When The Ink Runs Dry All Is Lost

Monday, March 20, 2006

Your touch

My unfinished thought.
I see you before I sleep.
I think of you well I sleep.
Only to be awaken by your touch.
Intoxicating.
Beautiful.

Sleepless night

From this moment on, I love you.
You are so peaceful so innocent.
Completely mine.
You grip your arms around my body,
I can't imagine another where you are right now at this moment.
Your limbs twitch as you lay fast asleep.
In your arms, I never want to leave.
For this moment I am untainted, untouchalbe.
The feel of warmth from your body next to mine.
I want to be your everything
I want to yours and no one else's.

Sunday, March 12, 2006

Penguin

All your shit is packed up.
I'll no longer wear your necklace,
Or cuddle with the penguin you gave me.
I won't wear your jacket when I am cold.
With my mascara running I write this,
If you cant trust me, I cant be with you.
I want to share my world with you.
I don't won't to be the only one vulnerable in the relationship though.
I don't want these tears to be cried.
I want to be your everything, I want you to be mine.
I don't want to hurt anymore, I feel safe with you.
If you can't let me in if you can't trust me. I can't be with you.
I want your jacket to keep me warm.
I want to cuddle the penguin you gave me while I sleep.
I feel no bad dream can hurt me when I have you necklace on,
Your ring around my finger and my arms around that penguin.
Right now your hurting me to much.
I'm sick to my stomach with worry.
I don't want to lose you, not yet, not now.
I still want to be with you.
You are my penguin when I sleep,
I am safe when I'm with you.

Tuesday, March 07, 2006

For Sam!

In a heart beat I would cry if you were to leave me. Now that your gone my heart is saddened, my eyes tear. Days go by my eyes grow tired of crying. I miss you all the same but my eyes are out of tears. At first I wanted to change where I lived to live closer to you. At first I thought you cared as much about me as I cared about you. At first the pain in my heart wouldn't go away.
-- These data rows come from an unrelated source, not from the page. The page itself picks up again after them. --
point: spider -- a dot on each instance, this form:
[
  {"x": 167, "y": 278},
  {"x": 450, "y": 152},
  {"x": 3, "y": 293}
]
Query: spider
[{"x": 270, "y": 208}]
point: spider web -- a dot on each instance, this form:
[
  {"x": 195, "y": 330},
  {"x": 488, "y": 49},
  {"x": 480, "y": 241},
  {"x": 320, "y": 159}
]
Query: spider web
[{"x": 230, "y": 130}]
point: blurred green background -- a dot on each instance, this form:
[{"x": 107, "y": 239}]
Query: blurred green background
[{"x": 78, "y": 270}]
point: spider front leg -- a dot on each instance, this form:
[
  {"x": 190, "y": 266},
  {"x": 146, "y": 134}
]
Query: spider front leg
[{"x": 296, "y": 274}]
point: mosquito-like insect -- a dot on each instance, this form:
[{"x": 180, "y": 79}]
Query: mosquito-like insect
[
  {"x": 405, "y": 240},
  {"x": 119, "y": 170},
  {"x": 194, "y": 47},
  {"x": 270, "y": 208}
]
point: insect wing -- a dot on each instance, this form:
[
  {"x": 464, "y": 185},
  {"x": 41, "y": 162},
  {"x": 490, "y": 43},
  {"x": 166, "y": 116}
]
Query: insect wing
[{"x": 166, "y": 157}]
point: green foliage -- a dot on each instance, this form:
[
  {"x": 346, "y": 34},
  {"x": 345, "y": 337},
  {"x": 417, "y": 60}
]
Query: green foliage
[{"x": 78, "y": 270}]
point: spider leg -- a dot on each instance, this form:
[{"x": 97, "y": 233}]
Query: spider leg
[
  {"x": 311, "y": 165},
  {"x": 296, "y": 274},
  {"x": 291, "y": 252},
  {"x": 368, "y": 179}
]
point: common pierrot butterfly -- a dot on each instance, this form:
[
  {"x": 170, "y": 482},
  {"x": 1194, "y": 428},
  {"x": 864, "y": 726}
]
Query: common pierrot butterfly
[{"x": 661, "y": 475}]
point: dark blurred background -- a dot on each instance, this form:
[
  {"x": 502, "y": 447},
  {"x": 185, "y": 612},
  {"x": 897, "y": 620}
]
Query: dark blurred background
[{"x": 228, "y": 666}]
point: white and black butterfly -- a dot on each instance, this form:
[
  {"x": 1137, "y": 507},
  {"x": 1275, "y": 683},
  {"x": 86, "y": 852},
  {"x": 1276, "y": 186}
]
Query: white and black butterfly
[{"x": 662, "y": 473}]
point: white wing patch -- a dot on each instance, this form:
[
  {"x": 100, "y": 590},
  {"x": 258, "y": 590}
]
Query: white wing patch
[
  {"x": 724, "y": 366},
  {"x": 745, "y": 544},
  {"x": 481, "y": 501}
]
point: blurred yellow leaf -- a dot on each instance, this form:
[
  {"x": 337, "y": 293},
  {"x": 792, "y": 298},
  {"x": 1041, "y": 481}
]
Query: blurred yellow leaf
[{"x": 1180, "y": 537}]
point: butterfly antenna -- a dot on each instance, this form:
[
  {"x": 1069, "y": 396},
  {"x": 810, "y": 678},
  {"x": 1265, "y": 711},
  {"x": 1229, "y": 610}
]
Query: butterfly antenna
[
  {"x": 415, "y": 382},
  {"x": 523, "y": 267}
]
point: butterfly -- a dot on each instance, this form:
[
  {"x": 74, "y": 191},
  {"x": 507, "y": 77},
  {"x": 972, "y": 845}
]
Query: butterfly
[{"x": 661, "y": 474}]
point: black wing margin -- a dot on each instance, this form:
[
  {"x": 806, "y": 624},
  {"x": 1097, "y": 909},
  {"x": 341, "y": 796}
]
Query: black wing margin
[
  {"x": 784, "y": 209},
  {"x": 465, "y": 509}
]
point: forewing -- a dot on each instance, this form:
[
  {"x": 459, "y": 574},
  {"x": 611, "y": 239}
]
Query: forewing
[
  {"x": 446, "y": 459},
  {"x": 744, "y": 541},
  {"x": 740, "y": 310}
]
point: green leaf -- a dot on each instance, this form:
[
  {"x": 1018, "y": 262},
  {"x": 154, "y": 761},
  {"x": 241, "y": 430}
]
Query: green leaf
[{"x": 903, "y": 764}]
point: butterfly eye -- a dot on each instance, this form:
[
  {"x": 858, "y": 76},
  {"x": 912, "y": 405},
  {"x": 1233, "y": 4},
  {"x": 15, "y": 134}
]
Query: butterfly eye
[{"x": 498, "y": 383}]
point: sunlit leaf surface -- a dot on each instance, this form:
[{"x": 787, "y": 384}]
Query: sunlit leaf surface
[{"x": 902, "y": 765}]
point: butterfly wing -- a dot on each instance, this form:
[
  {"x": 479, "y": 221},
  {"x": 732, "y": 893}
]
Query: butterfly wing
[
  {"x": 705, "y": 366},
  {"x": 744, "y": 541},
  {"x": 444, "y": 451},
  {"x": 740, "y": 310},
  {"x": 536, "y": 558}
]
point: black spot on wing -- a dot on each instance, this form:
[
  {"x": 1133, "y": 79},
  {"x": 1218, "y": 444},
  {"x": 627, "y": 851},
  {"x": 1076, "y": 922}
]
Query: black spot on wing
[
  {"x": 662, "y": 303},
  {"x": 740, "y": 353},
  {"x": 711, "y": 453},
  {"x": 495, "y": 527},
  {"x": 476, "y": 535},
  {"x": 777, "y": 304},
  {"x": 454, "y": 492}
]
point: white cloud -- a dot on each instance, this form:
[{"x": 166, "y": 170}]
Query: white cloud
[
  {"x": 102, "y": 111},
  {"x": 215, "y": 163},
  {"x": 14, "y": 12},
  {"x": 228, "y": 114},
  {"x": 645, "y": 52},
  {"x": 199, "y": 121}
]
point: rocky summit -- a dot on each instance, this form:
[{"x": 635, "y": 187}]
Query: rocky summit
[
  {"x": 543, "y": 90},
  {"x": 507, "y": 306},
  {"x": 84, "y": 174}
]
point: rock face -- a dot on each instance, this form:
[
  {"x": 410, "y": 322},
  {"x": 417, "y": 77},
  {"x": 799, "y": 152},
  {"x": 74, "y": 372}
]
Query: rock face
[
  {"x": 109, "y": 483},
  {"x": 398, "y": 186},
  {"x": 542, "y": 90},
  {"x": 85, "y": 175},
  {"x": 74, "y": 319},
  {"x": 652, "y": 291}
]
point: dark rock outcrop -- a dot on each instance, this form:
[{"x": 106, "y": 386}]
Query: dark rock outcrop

At first you were the only thought in my head. At first I would have changed my world for you. Now I know we both have lost feelings, we don't care less, we just care differently. Now I know if I saw you everyday I might not feel the same. Right now I could have grown to hate you, or I could have grown to love you more then ever before. Now I know the pain won't go away but I can look back and remember the good times with a smile not a broken heart. Now I know you will always be a thought in my head but other thoughts will be there too. Now I know my world has changed because of you, not for you.